Three ornamental grasses, each within the families Cyperaceae [leatherleaf sedge ( Carex buchananii ), ‘Frosted Curls’ sedge ( Carex comans ), and ‘Toffee Twist’ sedge ( Carex flagellifera )] and Poaceae [‘Rosea’ pampas grass ( Cortaderia selloana ), ‘Gracillimus’ miscanthus ( Miscanthus sinensis ), and muhly grass ( Muhlenbergia capillaris )], received two foliar sprays 2 weeks apart of benzyladenine (BA) at 500 or 1000 mg·L −1 , trinexapac-ethyl (TE) at 220 mg·L −1 , or uniconazole at 20 or 40 mg·L −1 . The influence of these spray applications on plant height and tiller number was assessed 0, 2, 4, and 8 weeks after the initial treatment (WAIT). Benzyladenine applications did not suppress the height of leatherleaf sedge or ‘Gracillimus’ miscanthus, yet did suppress the height of the other ornamental grasses by <15% compared to the controls, depending on the concentration used and the time.
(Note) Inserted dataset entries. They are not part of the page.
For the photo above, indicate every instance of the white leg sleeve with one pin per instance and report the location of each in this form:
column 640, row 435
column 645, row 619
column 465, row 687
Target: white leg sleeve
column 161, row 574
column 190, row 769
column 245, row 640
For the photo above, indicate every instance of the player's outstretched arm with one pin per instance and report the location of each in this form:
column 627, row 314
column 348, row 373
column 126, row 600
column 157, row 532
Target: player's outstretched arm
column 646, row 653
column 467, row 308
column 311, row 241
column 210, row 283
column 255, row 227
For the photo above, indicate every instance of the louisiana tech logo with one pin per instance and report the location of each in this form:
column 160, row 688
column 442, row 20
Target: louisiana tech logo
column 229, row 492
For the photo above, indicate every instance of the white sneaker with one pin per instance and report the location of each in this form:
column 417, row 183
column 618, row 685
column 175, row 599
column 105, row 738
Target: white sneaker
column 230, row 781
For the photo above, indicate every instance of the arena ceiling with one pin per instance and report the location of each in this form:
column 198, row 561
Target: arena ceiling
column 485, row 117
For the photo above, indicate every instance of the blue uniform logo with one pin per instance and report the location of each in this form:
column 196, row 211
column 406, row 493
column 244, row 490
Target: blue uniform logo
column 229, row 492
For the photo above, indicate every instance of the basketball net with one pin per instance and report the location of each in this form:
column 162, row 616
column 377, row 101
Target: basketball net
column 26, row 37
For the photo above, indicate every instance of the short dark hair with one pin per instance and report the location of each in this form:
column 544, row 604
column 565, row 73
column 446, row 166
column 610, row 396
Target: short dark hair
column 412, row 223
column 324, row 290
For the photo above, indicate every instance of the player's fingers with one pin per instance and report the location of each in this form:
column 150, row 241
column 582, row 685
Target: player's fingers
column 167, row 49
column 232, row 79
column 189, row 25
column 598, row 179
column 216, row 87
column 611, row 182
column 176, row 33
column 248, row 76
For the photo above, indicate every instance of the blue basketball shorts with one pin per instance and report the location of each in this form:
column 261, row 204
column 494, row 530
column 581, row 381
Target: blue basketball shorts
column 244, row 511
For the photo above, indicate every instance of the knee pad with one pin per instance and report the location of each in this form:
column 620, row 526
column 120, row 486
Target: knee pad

Applications of BA increased tiller production only in ‘Toffee Twist’ sedge at 2 and 4 WAIT compared to the controls; however, at 8 WAIT, this increase was diminished. Depending on the species, uniconazole suppressed the height of the Cyperaceae grasses by 11% to 22% compared to the controls at 8 WAIT. In Poaceae species, uniconazole suppressed the height of only ‘Rosea’ pampas grass by up to 32% compared to the controls. Uniconazole applications did not increase the tillering of any ornamental grasses tested, except ‘Toffee Twist’ sedge at 8 WAIT. Within Cyperaceae, TE suppressed the height of only ‘Toffee Twist’ sedge compared to the controls, while TE effectively controlled the height of all Poaceae grasses. Based on the species and time, TE application elicited up to 37% height suppression compared to the controls of Poaceae grasses, while it did not influence the tiller number of any ornamental grasses in this study.